Taken together, these regional realignments suggest not a retreat of American power, but its reorganisation. The Trump Doctrine doesn’t mark an abdication of global leadership so much as a recalibration of it — an attempt to convert sprawling, open-ended commitments into a more contained and transactional system of influence. Europe and the Middle East are being nudged toward self-sufficiency, the Pacific remains the primary arena of great-power competition, and the Western Hemisphere has reemerged as a laboratory for coercive diplomacy and border-focused security politics. 

The underlying logic is one of consolidation: a recognition that America’s resources, attention, and legitimacy are finite, and that sustaining primacy requires pruning rather than perpetual expansion.

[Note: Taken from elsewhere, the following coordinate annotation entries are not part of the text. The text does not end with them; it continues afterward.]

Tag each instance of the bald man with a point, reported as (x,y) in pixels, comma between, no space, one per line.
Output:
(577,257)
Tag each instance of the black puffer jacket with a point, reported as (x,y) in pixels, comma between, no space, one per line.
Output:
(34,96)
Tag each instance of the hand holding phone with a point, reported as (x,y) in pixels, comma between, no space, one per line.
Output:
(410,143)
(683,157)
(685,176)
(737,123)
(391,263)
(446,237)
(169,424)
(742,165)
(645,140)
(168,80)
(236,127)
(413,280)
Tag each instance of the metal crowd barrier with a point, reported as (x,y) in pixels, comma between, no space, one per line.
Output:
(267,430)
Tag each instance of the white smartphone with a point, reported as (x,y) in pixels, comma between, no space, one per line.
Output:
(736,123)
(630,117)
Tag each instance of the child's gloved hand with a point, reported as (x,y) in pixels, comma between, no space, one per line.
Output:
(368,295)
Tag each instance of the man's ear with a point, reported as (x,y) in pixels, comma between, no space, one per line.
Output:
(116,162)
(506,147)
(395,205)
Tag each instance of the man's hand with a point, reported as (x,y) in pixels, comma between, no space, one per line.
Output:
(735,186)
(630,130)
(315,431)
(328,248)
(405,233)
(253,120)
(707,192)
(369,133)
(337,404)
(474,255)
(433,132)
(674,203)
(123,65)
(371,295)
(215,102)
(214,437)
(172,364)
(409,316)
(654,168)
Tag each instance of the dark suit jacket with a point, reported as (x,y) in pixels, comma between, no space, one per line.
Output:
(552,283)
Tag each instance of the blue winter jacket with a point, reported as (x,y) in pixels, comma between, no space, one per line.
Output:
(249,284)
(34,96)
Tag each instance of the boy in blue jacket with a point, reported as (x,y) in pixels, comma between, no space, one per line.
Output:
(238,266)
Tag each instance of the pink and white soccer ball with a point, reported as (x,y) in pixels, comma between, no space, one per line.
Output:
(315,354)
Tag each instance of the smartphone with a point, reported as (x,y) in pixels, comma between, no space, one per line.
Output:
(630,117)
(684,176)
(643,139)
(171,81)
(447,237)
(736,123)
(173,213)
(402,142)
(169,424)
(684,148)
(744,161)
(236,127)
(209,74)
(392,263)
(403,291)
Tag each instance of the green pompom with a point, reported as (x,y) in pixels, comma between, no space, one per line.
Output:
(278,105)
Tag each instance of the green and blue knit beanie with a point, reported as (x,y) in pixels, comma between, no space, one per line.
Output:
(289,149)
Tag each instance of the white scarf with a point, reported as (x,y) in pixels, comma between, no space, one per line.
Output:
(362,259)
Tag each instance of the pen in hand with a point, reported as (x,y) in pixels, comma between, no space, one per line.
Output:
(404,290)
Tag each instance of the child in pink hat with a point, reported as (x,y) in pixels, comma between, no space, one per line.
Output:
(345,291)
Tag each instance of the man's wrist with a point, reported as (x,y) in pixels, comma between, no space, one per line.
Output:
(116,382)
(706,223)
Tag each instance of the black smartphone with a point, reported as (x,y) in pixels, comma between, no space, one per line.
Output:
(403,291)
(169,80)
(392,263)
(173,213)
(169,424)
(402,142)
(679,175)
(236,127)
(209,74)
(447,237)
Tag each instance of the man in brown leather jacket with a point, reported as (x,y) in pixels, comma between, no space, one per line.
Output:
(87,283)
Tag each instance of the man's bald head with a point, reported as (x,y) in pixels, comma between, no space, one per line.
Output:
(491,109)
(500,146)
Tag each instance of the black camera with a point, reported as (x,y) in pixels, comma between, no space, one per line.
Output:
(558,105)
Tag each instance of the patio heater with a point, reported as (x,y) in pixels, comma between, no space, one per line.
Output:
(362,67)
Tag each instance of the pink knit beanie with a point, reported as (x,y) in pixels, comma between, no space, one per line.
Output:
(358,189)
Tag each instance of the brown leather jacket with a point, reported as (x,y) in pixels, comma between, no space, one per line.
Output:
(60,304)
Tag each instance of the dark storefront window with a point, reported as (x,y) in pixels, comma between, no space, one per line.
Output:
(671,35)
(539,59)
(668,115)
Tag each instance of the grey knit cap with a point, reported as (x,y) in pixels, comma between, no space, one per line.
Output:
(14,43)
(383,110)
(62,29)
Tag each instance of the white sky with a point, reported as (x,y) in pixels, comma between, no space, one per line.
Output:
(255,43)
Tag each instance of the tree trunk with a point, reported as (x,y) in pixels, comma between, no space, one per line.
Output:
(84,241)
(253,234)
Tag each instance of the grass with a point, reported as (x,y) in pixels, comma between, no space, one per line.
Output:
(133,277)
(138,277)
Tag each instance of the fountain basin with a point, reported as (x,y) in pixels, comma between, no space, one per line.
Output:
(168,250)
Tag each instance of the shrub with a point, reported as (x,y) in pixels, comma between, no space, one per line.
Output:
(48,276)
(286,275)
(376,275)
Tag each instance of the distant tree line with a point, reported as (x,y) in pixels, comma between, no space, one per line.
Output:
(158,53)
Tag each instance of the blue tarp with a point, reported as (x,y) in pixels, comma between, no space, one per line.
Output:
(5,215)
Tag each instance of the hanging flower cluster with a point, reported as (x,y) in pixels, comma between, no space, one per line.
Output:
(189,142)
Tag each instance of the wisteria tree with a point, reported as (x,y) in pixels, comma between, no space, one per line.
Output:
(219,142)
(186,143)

Trump’s style has suggested a desire to cut America’s losses in peripheral regions and an experimental exercise of alternative modes of power in Asia and South America. For all its inconsistencies and failures of execution, the Trump Doctrine represents an effort to realign America’s commitments with its interests. The resulting strategy is untidy, often improvised, and occasionally self-defeating, yet it gestures toward a long-delayed reckoning with the limits of American reach.  

After decades spent expanding a liberal order now fraying at its edges, Washington is beginning to ask what can — and what should — be preserved. The answer, imperfect as it may be, is the outline of a humbler but more deliberate kind of primacy: a United States that still seeks to shape the world, but finally on terms it can sustain.